The Canon 5D Mk III, like my 6D, has the option of either IPB or “All-I” recording. All-I is the same thing as AVC-Intra, records at about 100Mb/s. This decodes much faster, since each frame is entirely independent of the next. However, if you use IPB mode, you’ll get the usual ~40Mb/s video you expect from a Canon, but it’ll take longer to decode than video from your T3i.
The T3i uses IP (sometimes written IPP) encoding, AVC, at about 40Mb/s. This will take longer to decode than AVC-Intra.
So here’s the story.. this is simplified, and covers pretty much any MPEG family video CODEC. Back in the dark old days of DV, you just had the DV CODEC. This was, itself, a formalization of “Motion JPEG”. Basically, each frame was encoded as a JPEG image, with some additional special sauce for dealing with interlacing in an effective way. You can imagine shooting 24 JPEGs per second with either Canon, and you’ll get the idea.
HDV moved to MPEG-2, which uses both interframe and intraframe compression. It specifies an I-Frame, which means “Independent” frame, which is pretty similar that original JPEG. That’s compression within the frame; it was a 5:1 compression for regular DV25; MPEG-2 in HDV goes a bit stronger. But consider: DV was 25Mb/s. DVD, which looks just as good, runs at around 6-8Mb/s typical. That’s where the intraframe compression goes.

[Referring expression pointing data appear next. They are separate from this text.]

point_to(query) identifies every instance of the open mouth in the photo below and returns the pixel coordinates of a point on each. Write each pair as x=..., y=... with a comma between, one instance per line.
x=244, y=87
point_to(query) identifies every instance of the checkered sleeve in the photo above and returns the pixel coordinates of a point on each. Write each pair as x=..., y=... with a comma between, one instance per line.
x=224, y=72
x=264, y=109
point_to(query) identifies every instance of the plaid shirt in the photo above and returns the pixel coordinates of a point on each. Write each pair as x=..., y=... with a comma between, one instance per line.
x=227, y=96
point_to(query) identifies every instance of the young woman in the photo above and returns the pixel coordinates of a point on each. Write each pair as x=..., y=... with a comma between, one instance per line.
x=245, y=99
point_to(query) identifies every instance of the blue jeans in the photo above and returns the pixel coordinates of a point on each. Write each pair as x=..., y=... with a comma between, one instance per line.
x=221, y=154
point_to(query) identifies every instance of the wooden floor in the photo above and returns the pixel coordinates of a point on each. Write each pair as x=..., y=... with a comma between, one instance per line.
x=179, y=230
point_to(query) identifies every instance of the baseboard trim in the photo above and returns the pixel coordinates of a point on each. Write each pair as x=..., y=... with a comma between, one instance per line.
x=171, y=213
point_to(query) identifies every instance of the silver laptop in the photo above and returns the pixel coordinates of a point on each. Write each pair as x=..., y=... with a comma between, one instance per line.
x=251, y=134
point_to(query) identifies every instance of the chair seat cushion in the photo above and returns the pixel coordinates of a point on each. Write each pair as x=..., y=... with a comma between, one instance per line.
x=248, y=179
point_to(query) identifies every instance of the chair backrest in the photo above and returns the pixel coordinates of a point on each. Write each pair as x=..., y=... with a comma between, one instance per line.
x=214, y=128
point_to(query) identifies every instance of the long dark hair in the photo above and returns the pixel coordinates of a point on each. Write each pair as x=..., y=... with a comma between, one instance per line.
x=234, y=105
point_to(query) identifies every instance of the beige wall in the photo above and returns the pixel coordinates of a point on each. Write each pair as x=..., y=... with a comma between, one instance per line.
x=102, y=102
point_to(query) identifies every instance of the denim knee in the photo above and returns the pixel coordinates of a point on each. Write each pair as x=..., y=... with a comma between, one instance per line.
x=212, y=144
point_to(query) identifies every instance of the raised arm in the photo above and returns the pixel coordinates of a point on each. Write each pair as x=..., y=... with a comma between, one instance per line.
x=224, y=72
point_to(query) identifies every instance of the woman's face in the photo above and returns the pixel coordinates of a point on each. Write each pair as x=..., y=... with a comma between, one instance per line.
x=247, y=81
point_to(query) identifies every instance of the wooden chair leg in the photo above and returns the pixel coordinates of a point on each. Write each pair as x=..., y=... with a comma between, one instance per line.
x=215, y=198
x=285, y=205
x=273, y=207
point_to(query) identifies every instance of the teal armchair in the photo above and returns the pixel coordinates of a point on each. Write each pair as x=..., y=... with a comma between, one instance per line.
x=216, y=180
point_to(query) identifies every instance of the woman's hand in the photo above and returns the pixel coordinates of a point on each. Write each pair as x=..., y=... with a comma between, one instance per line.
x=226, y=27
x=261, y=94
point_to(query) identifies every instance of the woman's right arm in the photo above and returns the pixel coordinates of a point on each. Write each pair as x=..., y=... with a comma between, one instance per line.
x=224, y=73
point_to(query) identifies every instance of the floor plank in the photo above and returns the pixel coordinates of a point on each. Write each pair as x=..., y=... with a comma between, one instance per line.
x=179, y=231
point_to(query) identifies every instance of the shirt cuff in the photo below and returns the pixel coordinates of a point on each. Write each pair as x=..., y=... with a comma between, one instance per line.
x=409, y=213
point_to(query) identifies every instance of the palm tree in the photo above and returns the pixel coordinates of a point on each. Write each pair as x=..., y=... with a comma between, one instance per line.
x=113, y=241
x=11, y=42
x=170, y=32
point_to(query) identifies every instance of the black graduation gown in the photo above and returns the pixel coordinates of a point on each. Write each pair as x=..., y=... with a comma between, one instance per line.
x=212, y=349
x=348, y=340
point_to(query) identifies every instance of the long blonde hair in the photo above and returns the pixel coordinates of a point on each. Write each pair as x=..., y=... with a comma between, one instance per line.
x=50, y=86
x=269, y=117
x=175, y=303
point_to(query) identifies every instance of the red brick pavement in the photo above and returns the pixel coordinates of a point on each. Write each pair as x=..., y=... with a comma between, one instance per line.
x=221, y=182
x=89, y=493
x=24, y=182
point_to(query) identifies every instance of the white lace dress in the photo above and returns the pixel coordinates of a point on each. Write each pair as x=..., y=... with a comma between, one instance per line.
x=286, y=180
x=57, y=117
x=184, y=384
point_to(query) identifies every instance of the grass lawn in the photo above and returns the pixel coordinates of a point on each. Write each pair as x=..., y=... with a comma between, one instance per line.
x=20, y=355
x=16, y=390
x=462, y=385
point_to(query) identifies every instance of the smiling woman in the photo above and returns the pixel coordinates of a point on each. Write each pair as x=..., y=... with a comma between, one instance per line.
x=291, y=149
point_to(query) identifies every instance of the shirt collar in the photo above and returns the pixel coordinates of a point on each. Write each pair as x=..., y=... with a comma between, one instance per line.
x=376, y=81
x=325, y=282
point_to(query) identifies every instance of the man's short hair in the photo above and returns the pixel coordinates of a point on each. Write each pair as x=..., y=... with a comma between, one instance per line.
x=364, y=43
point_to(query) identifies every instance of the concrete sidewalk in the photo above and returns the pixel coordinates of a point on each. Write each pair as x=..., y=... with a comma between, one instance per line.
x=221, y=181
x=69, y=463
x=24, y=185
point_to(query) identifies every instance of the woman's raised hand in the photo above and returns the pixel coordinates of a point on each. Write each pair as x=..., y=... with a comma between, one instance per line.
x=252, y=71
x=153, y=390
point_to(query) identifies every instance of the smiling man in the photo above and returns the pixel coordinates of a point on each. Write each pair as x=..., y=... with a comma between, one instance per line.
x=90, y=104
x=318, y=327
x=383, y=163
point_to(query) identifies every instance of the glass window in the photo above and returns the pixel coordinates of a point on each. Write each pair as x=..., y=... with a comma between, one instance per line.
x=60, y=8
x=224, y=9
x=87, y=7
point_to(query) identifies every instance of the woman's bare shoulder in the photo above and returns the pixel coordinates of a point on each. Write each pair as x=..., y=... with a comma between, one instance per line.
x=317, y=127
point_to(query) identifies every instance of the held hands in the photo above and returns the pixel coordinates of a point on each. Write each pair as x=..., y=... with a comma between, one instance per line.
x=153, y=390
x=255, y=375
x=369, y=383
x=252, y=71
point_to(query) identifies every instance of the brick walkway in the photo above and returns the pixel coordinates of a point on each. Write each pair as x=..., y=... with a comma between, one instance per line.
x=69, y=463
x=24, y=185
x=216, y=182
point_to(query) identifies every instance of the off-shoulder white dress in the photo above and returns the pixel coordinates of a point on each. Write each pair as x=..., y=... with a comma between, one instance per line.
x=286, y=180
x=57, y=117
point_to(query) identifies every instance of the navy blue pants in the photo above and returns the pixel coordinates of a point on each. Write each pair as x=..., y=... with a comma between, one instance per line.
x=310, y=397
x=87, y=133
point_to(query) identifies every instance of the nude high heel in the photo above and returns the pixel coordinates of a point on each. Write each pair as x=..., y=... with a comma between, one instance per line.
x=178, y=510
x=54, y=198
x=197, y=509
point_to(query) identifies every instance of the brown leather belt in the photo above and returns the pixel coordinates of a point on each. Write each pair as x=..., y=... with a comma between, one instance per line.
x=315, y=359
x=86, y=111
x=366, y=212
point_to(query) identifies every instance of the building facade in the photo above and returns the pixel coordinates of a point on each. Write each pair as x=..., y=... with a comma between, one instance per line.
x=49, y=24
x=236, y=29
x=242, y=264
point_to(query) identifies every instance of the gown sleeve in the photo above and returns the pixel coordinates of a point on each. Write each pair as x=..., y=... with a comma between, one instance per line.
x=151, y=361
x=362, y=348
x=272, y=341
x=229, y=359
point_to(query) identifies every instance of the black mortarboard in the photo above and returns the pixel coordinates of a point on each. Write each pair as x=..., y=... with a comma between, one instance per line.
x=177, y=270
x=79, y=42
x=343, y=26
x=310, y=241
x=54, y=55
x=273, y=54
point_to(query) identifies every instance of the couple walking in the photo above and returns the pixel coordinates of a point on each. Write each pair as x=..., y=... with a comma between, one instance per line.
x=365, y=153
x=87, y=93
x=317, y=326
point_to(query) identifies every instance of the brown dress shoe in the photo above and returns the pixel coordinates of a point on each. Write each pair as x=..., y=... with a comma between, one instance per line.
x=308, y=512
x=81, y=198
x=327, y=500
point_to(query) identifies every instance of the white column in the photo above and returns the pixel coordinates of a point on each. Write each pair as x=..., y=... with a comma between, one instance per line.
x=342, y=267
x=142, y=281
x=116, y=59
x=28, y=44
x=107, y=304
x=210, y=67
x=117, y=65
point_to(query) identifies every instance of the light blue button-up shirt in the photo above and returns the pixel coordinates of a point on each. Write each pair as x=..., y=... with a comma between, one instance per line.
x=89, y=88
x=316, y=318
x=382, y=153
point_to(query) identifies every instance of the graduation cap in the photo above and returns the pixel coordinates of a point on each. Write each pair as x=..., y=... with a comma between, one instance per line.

So after than I-Frame, let’s do something different. Since it’s pretty common for most of one frame to be in the next frame, let’s figure out the difference between the next frame and the one you just encoded as an I-Frame. Using a motion search algorithm, I can produce a set of vectors, which tell me pretty accurately where each chunk of one frame went, in the next frame. So then, apply those vectors to the first image, subtract the second image, and you get a very strange “difference” image, which is basically just the error between the algorithms used to find and apply the vectors, and the actual image. So we store those vectors and that difference image, which is highly compressible, into a new frame time, dubbed a “P-Frame”, for prediction. The final kind of frame is a B-Frame… B standard for “bidirectional”, and it’s a frame that can essentially use details from either the previous or the next frame as the basis for compression. The earlier Canons didn’t use B-Frames; DVD and Blu-ray do, as do the newer Canon models.
So, the decoding job when it’s I-Frame only is easy: every frame to itself, just a JPEG decoder. For the P-Frame, you have to take that previous frame, apply the motion vectors, take the error frame, uncompress it, then apply it to the vectored frame. Much more work, thus, a much slower decompression.
And AVC itself has a bunch of extra small details, in both its “JPEG” equivalent for I-Frames, the analysis and application of vectors, etc. which lead to better images, but slower decoding and encoding.